I don't know if this is due to new releases of (at least) Firefox and Chrome or some popular extension, but in the last few days I've had user complaints that some of my web pages (served by FreeBSD / Apache) were no longer working properly. The pages in question were various dynamic content, and were sent to the client with links of the form http://www.example.com/content/foo/bar. But a number of clients started requesting those pages as https://www.example.com/content/foo/bar, which my FreeBSD / Apache system was not configured to provide (since the URLs are ephemeral and only ever given to the client browser for immediate use). I didn't see the point in doing SSL for a 200MB video of my race car, for example.

I ended up changing my Apache config to serve the requested pages via SSL instead of 404-ing them, and my users are now happy again.
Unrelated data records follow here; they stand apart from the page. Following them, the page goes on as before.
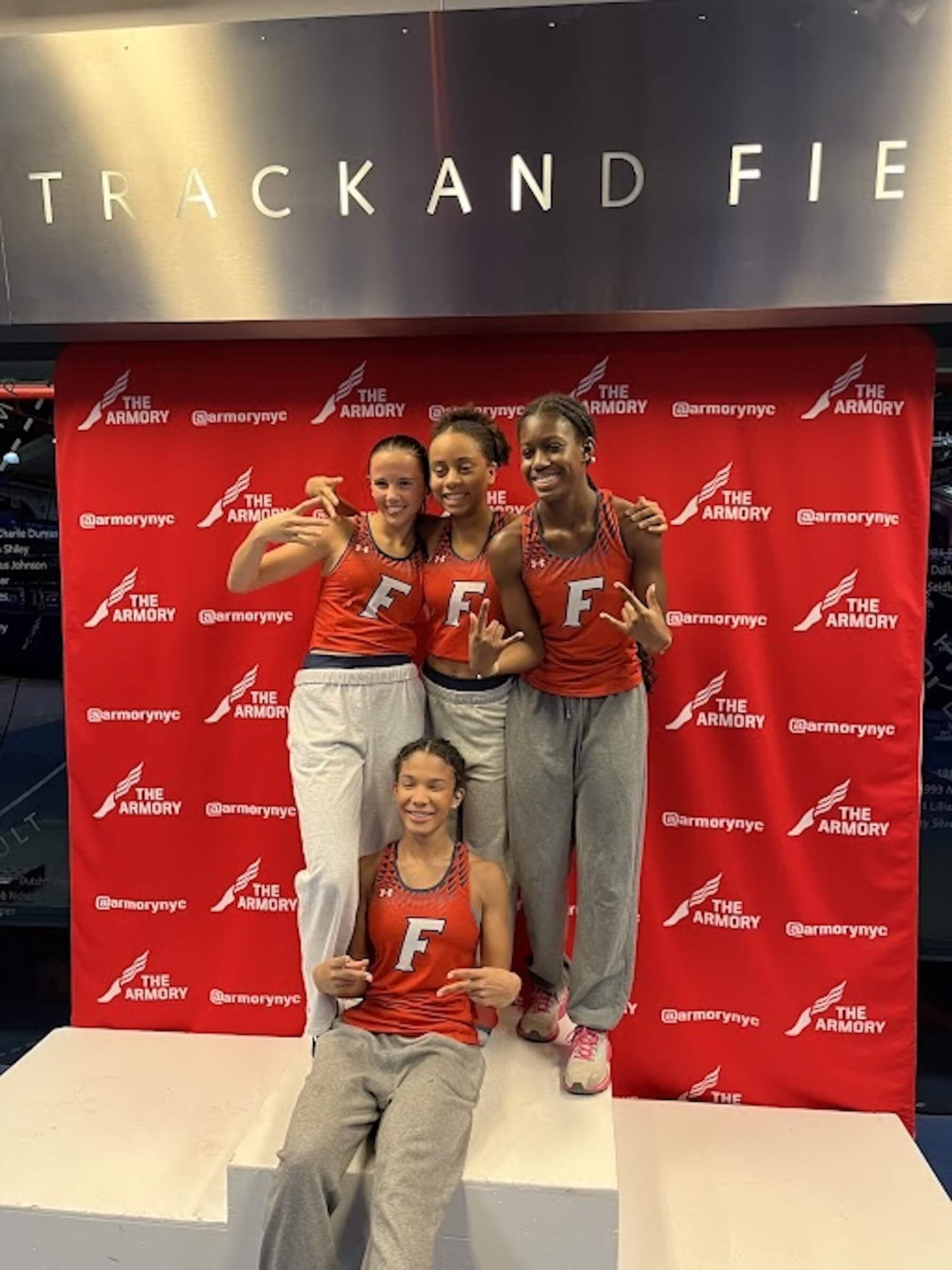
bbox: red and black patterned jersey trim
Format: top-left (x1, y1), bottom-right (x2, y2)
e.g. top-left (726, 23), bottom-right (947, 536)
top-left (431, 510), bottom-right (505, 564)
top-left (521, 490), bottom-right (623, 569)
top-left (373, 842), bottom-right (470, 916)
Except for the ones with slow CPUs in their Android tablets, which are stuttering under the additional SSl overhead.

If you have a similar config where not all of your content is identical between the non-SSL and SSL versions, you may run into this as well.


----------



## obsigna (Oct 1, 2014)

What happens if you put a rewrite rule into the .htaccess file of the directory of your http data, something like:

```
RewriteEngine on
RewriteCond   %{HTTPS} on
RewriteRule   ^(.*)$ http://%{HTTP_HOST}%{REQUEST_URI}
```
Are the incriminated browsers freaking out with that, e.g. entering into an endless loop, receiving 301 responses and keeping on insisting on https?

Note, for this to work, the rewrite module must be loaded, and overrides must be allowed for .htaccess files in httpd.conf:

```
...
LoadModule rewrite_module libexec/apache24/mod_rewrite.so
...
...
<Directory "/path/to/the/http/data">
...
    AllowOverride All
...
</Directory>
```


----------



## drhowarddrfine (Oct 1, 2014)

The browsers aren't doing that, the content providers are. I'm assuming those videos are coming from third-parties? 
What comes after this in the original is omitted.